The function below implement's the authors suggestion for setting epsilon: look at the nearest-neighbor distances and find a level where they begin to grow rapidly.

In [32]:
from sklearn.neighbors import NearestNeighbors

def plot_epsilon(df, min_samples):

    fitted_neigbors = NearestNeighbors(n_neighbors=min_samples).fit(df)
    distances, indices = fitted_neigbors.kneighbors(df)

    dist_to_nth_nearest_neighbor = distances[:,-1]
    plt.plot(np.sort(dist_to_nth_nearest_neighbor))
    plt.xlabel("Index\n(sorted by increasing distances)")
    plt.ylabel("{}-NN Distance (epsilon)".format(min_samples-1))
    plt.tick_params(right=True, labelright=True)
In [33]:
plot_epsilon(ms, 3)

The major slope occurs around eps=0.15 when min_samples set to 3.

In [34]:
from sklearn.cluster import DBSCAN

fitted_dbscan = DBSCAN(eps=0.15).fit(ms)

plt.figure(figsize=(10,10))
plt.scatter(ms['x'],ms['y'], c=fitted_dbscan.labels_);

We see good results with the suggested epsilon.
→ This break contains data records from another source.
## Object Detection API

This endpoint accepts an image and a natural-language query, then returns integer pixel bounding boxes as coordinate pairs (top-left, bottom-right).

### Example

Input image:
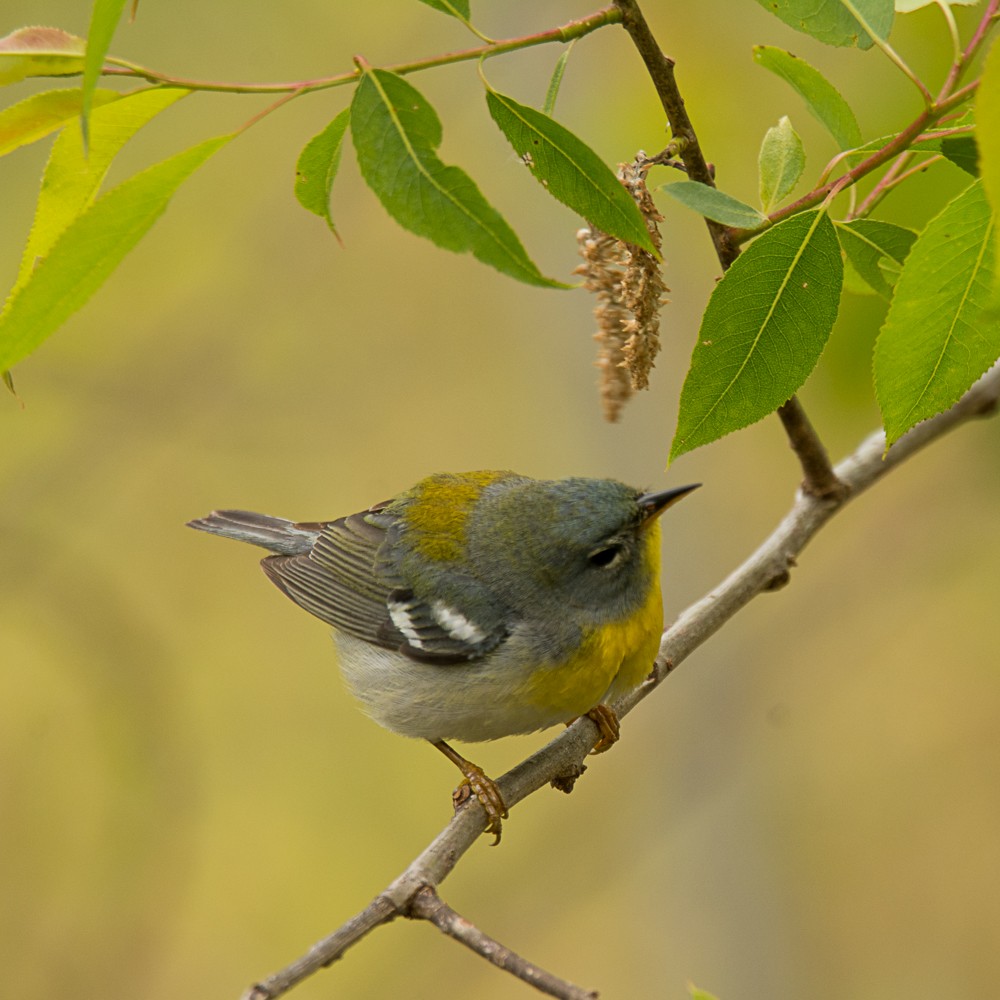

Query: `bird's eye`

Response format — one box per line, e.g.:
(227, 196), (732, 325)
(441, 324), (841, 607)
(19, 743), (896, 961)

(587, 544), (622, 569)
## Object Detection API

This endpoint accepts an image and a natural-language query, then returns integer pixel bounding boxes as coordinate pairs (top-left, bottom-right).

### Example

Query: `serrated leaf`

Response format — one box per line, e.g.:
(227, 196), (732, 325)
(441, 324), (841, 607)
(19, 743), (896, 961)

(941, 135), (979, 177)
(542, 44), (576, 116)
(80, 0), (126, 147)
(0, 27), (87, 86)
(757, 115), (806, 214)
(837, 219), (917, 299)
(757, 0), (893, 49)
(420, 0), (472, 21)
(874, 182), (1000, 447)
(975, 38), (1000, 231)
(753, 45), (861, 149)
(0, 135), (233, 370)
(14, 87), (191, 291)
(0, 87), (122, 156)
(351, 69), (569, 288)
(295, 108), (351, 240)
(660, 181), (767, 229)
(670, 210), (843, 460)
(486, 88), (659, 257)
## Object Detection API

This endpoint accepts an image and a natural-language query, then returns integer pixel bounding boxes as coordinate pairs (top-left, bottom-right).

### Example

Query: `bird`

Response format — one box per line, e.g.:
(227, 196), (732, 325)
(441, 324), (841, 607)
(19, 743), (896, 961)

(188, 470), (701, 844)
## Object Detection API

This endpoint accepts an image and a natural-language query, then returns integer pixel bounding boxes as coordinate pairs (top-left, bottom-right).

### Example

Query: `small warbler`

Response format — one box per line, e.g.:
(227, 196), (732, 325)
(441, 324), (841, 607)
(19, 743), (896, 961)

(189, 471), (696, 843)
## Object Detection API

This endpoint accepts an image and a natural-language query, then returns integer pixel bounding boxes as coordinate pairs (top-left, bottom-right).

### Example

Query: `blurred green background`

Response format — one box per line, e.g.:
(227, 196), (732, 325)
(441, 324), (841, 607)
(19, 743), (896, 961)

(0, 0), (1000, 1000)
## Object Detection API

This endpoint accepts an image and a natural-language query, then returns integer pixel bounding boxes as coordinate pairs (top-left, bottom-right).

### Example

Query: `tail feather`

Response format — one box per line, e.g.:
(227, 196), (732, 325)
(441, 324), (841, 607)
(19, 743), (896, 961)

(188, 510), (323, 556)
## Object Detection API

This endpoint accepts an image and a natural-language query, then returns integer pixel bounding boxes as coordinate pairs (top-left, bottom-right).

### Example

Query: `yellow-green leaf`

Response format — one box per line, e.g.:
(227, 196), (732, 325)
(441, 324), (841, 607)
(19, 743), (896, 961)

(14, 87), (190, 291)
(0, 87), (122, 156)
(295, 108), (351, 239)
(80, 0), (126, 147)
(486, 89), (659, 257)
(351, 69), (568, 288)
(0, 135), (233, 371)
(0, 27), (87, 86)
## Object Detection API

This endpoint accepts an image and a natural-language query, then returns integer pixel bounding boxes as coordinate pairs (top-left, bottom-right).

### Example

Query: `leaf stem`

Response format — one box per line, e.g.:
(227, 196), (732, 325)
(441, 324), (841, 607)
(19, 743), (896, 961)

(95, 5), (622, 96)
(840, 0), (934, 108)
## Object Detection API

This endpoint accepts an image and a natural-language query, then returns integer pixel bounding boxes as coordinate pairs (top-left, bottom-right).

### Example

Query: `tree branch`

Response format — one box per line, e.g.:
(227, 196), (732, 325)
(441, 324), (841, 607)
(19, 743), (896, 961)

(615, 0), (844, 497)
(408, 885), (597, 1000)
(236, 364), (1000, 1000)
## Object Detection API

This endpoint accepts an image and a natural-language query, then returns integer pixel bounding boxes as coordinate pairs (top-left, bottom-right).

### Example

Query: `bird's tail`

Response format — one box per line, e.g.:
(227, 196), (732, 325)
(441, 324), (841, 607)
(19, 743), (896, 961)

(188, 510), (323, 556)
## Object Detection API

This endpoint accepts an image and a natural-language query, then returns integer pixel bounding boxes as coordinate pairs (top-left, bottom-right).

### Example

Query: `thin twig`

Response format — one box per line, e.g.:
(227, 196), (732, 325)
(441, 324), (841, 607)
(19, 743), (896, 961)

(102, 7), (621, 94)
(244, 364), (1000, 1000)
(407, 885), (598, 1000)
(615, 0), (843, 496)
(615, 0), (740, 270)
(778, 396), (847, 500)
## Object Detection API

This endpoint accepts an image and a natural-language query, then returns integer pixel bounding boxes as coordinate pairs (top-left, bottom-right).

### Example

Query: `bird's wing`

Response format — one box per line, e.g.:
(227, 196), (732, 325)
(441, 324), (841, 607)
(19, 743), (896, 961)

(261, 506), (507, 664)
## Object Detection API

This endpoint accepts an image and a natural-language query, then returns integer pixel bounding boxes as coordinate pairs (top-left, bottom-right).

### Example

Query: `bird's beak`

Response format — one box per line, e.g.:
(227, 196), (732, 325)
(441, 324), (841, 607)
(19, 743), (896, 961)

(638, 483), (701, 524)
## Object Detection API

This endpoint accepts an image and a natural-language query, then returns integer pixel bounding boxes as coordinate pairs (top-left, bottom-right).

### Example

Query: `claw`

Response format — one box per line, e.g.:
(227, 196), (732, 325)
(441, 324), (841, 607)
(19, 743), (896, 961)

(434, 740), (509, 847)
(587, 705), (621, 754)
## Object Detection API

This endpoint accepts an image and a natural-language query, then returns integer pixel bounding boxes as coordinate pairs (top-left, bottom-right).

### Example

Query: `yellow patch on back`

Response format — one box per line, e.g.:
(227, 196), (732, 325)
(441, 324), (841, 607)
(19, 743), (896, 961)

(403, 470), (513, 562)
(525, 523), (663, 721)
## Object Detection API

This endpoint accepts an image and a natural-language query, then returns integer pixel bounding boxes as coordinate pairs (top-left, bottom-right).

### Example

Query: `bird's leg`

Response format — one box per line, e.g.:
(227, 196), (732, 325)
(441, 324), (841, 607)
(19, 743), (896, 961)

(586, 704), (621, 754)
(431, 740), (508, 847)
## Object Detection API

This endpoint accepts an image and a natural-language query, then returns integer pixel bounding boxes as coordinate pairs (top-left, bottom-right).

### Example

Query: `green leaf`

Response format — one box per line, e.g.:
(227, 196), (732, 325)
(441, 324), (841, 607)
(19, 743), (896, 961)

(420, 0), (472, 22)
(0, 135), (233, 371)
(896, 0), (979, 14)
(542, 38), (576, 116)
(80, 0), (126, 148)
(975, 37), (1000, 229)
(753, 45), (861, 149)
(351, 69), (569, 288)
(941, 135), (979, 177)
(837, 219), (917, 299)
(874, 182), (1000, 448)
(0, 28), (87, 86)
(0, 88), (122, 156)
(486, 88), (659, 257)
(660, 181), (767, 229)
(295, 108), (351, 240)
(757, 115), (806, 213)
(757, 0), (893, 49)
(14, 87), (190, 291)
(670, 210), (843, 460)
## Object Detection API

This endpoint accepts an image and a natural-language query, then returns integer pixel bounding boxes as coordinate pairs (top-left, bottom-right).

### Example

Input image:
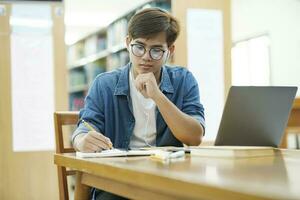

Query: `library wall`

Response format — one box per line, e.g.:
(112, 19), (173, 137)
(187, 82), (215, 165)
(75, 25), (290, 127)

(232, 0), (300, 97)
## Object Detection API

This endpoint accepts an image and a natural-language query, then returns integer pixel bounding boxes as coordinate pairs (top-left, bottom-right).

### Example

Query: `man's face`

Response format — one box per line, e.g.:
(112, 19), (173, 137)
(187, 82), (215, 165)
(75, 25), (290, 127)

(126, 32), (174, 80)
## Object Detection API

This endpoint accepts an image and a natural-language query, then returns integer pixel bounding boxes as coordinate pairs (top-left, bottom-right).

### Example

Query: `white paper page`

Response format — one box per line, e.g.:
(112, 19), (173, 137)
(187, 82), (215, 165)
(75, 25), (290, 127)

(11, 4), (54, 151)
(187, 9), (224, 140)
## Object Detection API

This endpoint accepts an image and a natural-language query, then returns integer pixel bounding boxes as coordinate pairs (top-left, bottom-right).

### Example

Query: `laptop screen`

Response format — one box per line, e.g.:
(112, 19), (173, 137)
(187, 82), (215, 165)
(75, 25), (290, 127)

(215, 86), (297, 147)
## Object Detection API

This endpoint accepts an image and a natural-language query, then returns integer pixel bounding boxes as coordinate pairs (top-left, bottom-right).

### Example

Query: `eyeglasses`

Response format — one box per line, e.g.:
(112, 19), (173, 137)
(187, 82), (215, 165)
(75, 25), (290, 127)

(130, 44), (166, 60)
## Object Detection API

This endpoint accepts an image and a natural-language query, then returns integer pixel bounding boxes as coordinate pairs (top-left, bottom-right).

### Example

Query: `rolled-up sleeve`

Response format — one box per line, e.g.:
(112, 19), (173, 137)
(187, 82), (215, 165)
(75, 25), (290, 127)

(182, 72), (205, 134)
(71, 76), (105, 142)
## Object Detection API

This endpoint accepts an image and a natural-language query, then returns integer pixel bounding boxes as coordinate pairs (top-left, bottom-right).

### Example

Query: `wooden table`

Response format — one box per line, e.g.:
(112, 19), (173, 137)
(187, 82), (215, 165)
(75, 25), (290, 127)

(54, 150), (300, 200)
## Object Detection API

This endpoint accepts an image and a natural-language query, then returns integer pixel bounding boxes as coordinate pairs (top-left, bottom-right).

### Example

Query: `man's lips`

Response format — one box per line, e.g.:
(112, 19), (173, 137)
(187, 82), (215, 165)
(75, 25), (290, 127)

(139, 64), (152, 69)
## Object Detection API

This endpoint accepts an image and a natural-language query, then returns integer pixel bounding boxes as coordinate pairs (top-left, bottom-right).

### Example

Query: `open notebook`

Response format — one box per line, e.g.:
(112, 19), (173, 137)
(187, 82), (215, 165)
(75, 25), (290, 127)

(76, 149), (157, 158)
(191, 146), (276, 158)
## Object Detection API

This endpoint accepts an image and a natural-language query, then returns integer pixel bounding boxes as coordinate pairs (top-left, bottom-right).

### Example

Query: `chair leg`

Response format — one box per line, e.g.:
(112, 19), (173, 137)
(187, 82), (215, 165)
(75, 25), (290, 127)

(74, 172), (90, 200)
(57, 166), (69, 200)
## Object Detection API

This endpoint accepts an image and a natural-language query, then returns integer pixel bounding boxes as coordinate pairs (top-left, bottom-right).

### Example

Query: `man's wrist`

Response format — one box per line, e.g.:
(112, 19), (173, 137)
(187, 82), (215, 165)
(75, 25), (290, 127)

(73, 132), (85, 151)
(152, 90), (164, 105)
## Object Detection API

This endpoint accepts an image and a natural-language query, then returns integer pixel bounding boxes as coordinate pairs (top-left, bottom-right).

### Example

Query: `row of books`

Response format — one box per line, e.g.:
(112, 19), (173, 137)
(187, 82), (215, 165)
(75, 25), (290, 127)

(106, 50), (129, 71)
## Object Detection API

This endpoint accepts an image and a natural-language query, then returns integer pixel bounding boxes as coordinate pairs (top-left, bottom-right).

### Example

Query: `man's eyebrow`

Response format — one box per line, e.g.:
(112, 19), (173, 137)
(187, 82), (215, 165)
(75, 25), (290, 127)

(135, 40), (163, 47)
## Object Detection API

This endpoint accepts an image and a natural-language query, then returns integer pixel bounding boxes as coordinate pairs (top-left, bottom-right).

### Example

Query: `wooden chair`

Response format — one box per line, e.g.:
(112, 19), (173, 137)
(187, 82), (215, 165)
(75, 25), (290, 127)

(54, 111), (79, 200)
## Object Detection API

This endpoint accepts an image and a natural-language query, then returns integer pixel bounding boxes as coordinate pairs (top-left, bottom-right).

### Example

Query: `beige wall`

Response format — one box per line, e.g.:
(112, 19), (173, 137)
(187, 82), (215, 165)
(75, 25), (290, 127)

(0, 4), (67, 200)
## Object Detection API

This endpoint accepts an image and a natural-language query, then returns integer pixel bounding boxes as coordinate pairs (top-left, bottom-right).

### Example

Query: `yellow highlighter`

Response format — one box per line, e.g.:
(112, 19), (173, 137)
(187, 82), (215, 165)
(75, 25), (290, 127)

(81, 119), (113, 149)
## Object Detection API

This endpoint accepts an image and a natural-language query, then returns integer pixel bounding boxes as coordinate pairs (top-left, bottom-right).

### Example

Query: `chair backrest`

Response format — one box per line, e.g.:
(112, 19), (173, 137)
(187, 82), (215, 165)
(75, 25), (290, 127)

(54, 111), (79, 200)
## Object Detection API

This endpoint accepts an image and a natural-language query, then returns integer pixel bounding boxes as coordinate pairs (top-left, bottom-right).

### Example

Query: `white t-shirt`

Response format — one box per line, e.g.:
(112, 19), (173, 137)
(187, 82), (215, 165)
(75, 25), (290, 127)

(129, 69), (156, 148)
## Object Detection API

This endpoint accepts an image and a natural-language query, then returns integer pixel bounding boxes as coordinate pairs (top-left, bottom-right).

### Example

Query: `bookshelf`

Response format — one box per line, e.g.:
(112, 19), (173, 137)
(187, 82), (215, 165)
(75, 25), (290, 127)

(67, 0), (171, 110)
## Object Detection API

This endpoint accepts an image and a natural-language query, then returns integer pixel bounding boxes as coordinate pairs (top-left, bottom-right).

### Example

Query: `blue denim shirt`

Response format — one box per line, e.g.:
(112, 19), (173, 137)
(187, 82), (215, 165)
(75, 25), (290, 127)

(72, 63), (204, 148)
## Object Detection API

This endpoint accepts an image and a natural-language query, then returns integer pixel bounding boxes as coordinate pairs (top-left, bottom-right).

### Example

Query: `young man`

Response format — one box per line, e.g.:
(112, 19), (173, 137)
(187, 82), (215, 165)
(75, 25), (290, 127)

(72, 8), (204, 200)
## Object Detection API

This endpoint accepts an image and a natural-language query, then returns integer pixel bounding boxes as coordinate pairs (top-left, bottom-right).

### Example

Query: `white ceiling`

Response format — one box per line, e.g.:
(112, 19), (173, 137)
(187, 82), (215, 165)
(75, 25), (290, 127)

(64, 0), (148, 44)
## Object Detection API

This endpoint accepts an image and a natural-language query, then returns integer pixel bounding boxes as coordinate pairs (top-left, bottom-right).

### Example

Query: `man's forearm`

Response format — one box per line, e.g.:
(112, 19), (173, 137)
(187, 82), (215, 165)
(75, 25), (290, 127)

(153, 92), (203, 145)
A lower epsilon (0.12) won't quite merge all the clustersWe

DBSCAN on crime data

Returning to the crime data, let's tune epsilon and see what clusters are returned

In [35]:
plot_epsilon(scaled_df, 5)

The optimal value is either around 1.4 to 1.6. Choosing one versus the other does not result in different clusterings.

In [36]:
fitted_dbscan = DBSCAN(eps=1.4,min_samples=5).fit(scaled_df)
fitted_dbscan.labels_
Out[36]:
array([ 0, -1,  0,  0,  0,  0,  0,  0,  0,  0,  0,  0,  0,  0,  0,  0,  0,
        0,  0,  0,  0,  0,  0,  0,  0,  0,  0,  0,  0,  0,  0,  0,  0,  0,
        0,  0,  0,  0,  0,  0,  0,  0,  0,  0,  0,  0,  0,  0,  0,  0])

At this epsilon and min_samples, all but one state are included in cluster 0. The remaining point (Alaska) is not part of any cluster. DBSCAN is not particularly effective using this data set.